The bigger problem for rugby is the vacuum from the code itself. Where are the senior players and former players, speaking up, instinctively and without mediation, about how affronted and appalled they are by this?

Why are you alone on this Steve? (Image: getty)

Why are you alone on this Steve? (Image: getty)

Steve Hansen made a short, sharp, off-the-cuff comment condemning the actions and calling for an end to the “mad Monday” celebrations which are so frequently the source of these kind of nightmare stories. It was a case of serious and sincere moral leadership from a man who has lately become a gruff, stoic and quite unexpected exemplar of a kind of progressive thought.

He is to be applauded. But for days now the rest of the code is chillingly silent. For a sport which derives huge portions of its revenue by selling its players as larger-than-life archetypes of our most beloved national traits, this is deeply troubling. Because part of the kind of good character the code trades off – which it has always sought to epitomise by contrast to its supposed poor relation, rugby league – is stepping forward and owning a situation.

The NZRU, which has a legendary PR machine and has trained its young men to be comfortable speaking for hours and saying almost nothing, has a fortress-like quality at the moment. They must be watching, and feel paralysed by these scenes. Yet publicly, the most powerful names in the game haven’t come forward to confront this problem. And every day that they don’t starts to undo the genuine reforms to both behaviour and outlook which the game has undergone over the past 15 years.

Yet in the absence of those senior voices deploying some of their immense mana here, large sections of the country will persist in thinking this is just boys being boys, PC going mad again and what did she expect. As Alex Casey showed in her opinion piece on the issue, our social media sites are flooded with vile comments suggesting all that and worse.
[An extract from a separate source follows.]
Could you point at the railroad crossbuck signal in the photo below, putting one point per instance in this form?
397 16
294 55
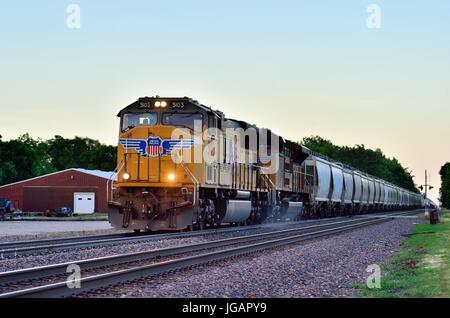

Yet as well as being a serious criminal matter and a blight on the game which will echo into the future, it is also giant teachable moment for New Zealand. For anything good to come out the disgusting behaviour on that night, someone from within the game needs to step forward and call it what it was. Send a signal to both the code and those who follow it that this is not what they stand for, not acceptable and not what this game is about.

Because while the idea of The Chiefs as “New Zealand’s team” is now gone, the chance for the team’s and the sport’s fans to learn something about consent and boundaries is not. Rugby prides itself on being a place where national virtues like resilience, sacrifice and leadership can be made flesh on sporting fields. Now, at a juncture of great crisis, it’s time for some of its greatest practitioners to live those values.